Company will likely adopt a third or less of the Rolls-Royce you proposed …and that’s already a win! (Also see here)

4.       Work through permanent, local market actors to promote sustainability from Day One.

Identify, co-fund and mentor permanent entity staff, with implementation led by participants not TAF teams.

5.       Treat BoP actors as commercial entities not ‘poor farmers’.

Providing free food and/or transport for attending trainings will not help anyone in the long term!

6.       Secure company ‘skin in the game’ (e.g. via cost-share) to ensure buy-in from the onset (Also see here).

Sitting with the partner company for at least half a day to go through operational budgets line by line, negotiating what said partner is willing to ‘give away’. Following this, drafting a tight contract to hold partner accountable and then reminding them of contract terms when cases of amnesia re-occur throughout project timeline.

Based on my experience with Goldenlay and other TAF projects, I believe that commercial and social impact is not conflicting but, more often than not, intricately related and interdependent.  For the next wave of blended financiers, TAF’s story shows that it is possible to “leverage funds that would not normally be associated with commercial investment and deploy this capital in a way that can make huge social impacts” (Phatisa, AAF Fund Manager). It also provides some practical pointers for how one can build trust-based partnerships amongst diverse minded partners to achieve mutual returns, sustainability and scale far beyond initial objectives.

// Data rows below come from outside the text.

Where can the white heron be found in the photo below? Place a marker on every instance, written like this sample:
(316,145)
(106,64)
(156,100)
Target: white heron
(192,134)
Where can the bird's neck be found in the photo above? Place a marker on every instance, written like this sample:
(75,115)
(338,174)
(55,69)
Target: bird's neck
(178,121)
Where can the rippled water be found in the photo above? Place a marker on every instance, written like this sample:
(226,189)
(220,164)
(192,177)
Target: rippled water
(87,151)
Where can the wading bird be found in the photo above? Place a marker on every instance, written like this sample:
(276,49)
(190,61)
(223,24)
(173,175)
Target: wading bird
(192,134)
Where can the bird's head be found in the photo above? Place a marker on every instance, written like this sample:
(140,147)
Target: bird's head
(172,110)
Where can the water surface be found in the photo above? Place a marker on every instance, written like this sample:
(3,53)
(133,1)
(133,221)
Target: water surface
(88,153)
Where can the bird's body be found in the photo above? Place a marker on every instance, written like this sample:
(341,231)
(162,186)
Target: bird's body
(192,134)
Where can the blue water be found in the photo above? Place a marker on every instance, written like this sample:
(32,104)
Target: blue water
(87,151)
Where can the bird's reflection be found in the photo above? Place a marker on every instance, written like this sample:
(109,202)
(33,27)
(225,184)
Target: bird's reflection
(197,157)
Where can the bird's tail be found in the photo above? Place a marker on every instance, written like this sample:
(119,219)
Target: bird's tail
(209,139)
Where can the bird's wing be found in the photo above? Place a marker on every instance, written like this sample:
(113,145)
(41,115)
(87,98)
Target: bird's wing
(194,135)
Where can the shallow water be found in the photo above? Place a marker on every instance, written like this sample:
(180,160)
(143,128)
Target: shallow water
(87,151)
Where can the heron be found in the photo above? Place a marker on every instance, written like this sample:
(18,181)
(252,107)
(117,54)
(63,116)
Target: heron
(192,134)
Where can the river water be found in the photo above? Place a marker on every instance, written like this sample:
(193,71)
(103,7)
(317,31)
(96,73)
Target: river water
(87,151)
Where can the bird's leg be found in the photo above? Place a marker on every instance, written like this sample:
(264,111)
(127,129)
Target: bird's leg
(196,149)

[1] NWK Grain Handlers Limited (NGHL) is a grain handling (storage depot, logistics, procurement agent) business in the Copperbelt. The business is a joint venture between GLL and NWK Agri-Services Zambia Limited (NWK), a cotton and grain procurement and trading company; with AgDevCo UK holding a small minority share. GLL’s interest is to outsource the grain handling and procurement function for its annual maize and soya requirements.

This blog is a part of the June 2017 series on advisory support for inclusive businesses in partnership with USAID and the African Agricultural Fund’s Technical Assistance Facility, both of which deliver advisory support and have new analysis of it just launched (AAF’s TAF) and forthcoming (USAID).